A recent GWAS performed on 9965 individuals, and including environmental information retrieved in a questionnaire, found 24 genome-wide significant SNPs located in 13 loci for which the effect of the dependence was also correlated with environmental factors. Interestingly, 12 out of 13 loci were not significant if the environmental variables were excluded from the analysis, with the strongest signal found only in individuals of African descent for rs114492924 in LINC01411, encoding a long intergenic non-protein-coding RNA [37]. In particular, individuals with the rs114492924*T allele had higher chances of belonging to a specific cluster of participants characterised by heavy use individuals, early age of onset of CD, and longer period of cocaine heavy use, but only if the effect of the change in residence was taken into consideration. In addition, although not replicated, the authors identified three SNPs that were significantly associated with a CD when the mediation of environmental factors was considered. A deletion in the TMEM51 gene, encoding for a membrane protein, was significant when the variable of “non-traditional paternal care by 13 (years old)” was considered. Similarly, rs149843442 and rs10188036 were significant when household tobacco use and change in residence impact were evaluated. Interestingly, the latter polymorphism is located within the TRAK2 gene, which interacts with the GABA_A receptor, which is in turn potentiated by cocaine, causing the inhibition of dopamine neurons. Overall, these data support the general idea that CD is a multifactorial trait where genetic and environmental factors play a crucial role that need to be deeply explored for a full understanding of the phenotype (Table 1).

Despite the high impact of cocaine use and addiction, the lack of GWAS and their combination with expression data is surprising, and prevents us from fully understanding the biological mechanism behind these traits. The development, creation and maintenance of large population-based biobanks aimed at the analysis and the condivision of different organism data is therefore desirable.

4. The Genetics of Heroin and Opioids Use

Opioids are one of the most highly addictive drug classes, and their dependence and abuse are associated with high mortality and morbidity, which is a major societal problem. Opioid Dependence (OD) is moderately heritable [38], and the genetic contribution to opioid abuse has been estimated to be up to 60%, higher than for any other drug class [14,39,40,41,42,43,44].

The isolation of genes that encode opioid peptide precursors opened an era of molecular and genetic investigations of OD [45], and numerous genes and SNPs have been reported to be contributors of OD [38,46]. The study of these genes is therefore useful not only for understanding the pathogenesis of OD, but also for preventing its occurrence and relapse (Table 1).

Early linkage studies have suggested that few genes mapping on chromosome 14 (14q) might have been associated with OD in a sample of 305 sibling-pairs from a mixed population in the US [47], while pioneristic GWAS based on a dataset with a few hundred samples and with no replication tentatively pinpointed OD associated markers [48,49,50].

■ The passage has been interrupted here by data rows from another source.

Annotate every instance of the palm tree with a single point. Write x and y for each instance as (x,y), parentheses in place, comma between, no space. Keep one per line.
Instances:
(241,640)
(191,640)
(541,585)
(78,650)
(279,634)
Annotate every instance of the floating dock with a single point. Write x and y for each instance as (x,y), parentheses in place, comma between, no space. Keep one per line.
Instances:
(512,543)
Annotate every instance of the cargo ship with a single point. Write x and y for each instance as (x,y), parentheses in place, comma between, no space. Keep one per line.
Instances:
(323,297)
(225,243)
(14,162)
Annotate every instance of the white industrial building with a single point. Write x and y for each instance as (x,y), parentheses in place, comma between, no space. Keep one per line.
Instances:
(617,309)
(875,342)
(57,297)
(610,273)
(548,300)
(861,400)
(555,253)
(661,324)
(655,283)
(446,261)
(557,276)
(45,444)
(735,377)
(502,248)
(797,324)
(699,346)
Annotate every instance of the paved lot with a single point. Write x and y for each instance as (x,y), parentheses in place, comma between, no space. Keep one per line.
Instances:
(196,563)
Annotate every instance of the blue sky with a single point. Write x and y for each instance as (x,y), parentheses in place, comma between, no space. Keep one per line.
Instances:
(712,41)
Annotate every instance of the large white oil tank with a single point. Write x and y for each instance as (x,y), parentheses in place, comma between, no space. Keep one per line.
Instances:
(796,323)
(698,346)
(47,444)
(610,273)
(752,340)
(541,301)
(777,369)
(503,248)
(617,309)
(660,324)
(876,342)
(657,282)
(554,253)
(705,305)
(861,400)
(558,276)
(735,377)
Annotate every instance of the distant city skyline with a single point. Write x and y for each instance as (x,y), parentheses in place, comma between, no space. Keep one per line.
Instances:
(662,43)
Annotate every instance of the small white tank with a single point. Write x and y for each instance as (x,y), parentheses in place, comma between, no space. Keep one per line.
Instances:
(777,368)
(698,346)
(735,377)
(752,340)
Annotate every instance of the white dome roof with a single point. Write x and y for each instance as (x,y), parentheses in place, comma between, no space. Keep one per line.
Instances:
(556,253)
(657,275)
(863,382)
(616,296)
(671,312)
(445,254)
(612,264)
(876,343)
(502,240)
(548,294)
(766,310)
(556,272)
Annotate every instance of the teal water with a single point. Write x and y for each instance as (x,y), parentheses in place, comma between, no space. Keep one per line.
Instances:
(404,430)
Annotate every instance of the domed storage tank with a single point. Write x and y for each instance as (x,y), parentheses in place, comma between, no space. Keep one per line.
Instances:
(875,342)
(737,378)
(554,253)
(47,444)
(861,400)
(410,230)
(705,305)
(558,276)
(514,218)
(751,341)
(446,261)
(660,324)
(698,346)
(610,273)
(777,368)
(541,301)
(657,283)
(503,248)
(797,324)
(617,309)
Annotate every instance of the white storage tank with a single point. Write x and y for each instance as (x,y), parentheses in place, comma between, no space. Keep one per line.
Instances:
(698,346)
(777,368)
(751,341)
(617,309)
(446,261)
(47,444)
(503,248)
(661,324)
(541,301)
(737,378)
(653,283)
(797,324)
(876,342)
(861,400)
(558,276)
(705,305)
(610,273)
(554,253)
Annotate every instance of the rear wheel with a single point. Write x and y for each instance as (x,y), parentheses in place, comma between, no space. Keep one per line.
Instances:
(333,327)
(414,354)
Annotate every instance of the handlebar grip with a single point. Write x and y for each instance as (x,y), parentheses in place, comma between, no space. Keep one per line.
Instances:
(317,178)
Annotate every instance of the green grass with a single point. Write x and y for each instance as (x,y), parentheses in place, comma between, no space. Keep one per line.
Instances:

More recently, a sophisticated and elegant three phase study, based on ~6000 individuals, including replication and independent genotype analysis for more than 2500 samples, found interesting associations between OD and genes linked to calcium and potassium pathways. Many SNPs belong to genes involved in potassium pathways, such as KCNG2 (rs62103177), KCNC1 (rs60349741), APBB2 (rs115368721), and PARVA (rs73411566). Furthermore, a pathway analysis for case-control and symptom counts revealed a significant connection with calcium signalling and synaptic long-term potentiation. Taken together, these results suggest that potassium and calcium transport and signalling mechanisms seem to play essential roles in OD risk. Moreover, a different analysis on the same dataset taking account structural variants highlighted the association of two deletions (18q12.3 and Xq28) and one duplication (1q21.3) with OD [51]. These results, combined with the identification of very rare CNVs associated with a relatively large effect suggest that at least part of the variance related to OD susceptibility might be associated with structural variations, and therefore advocating for high quality genomes [51].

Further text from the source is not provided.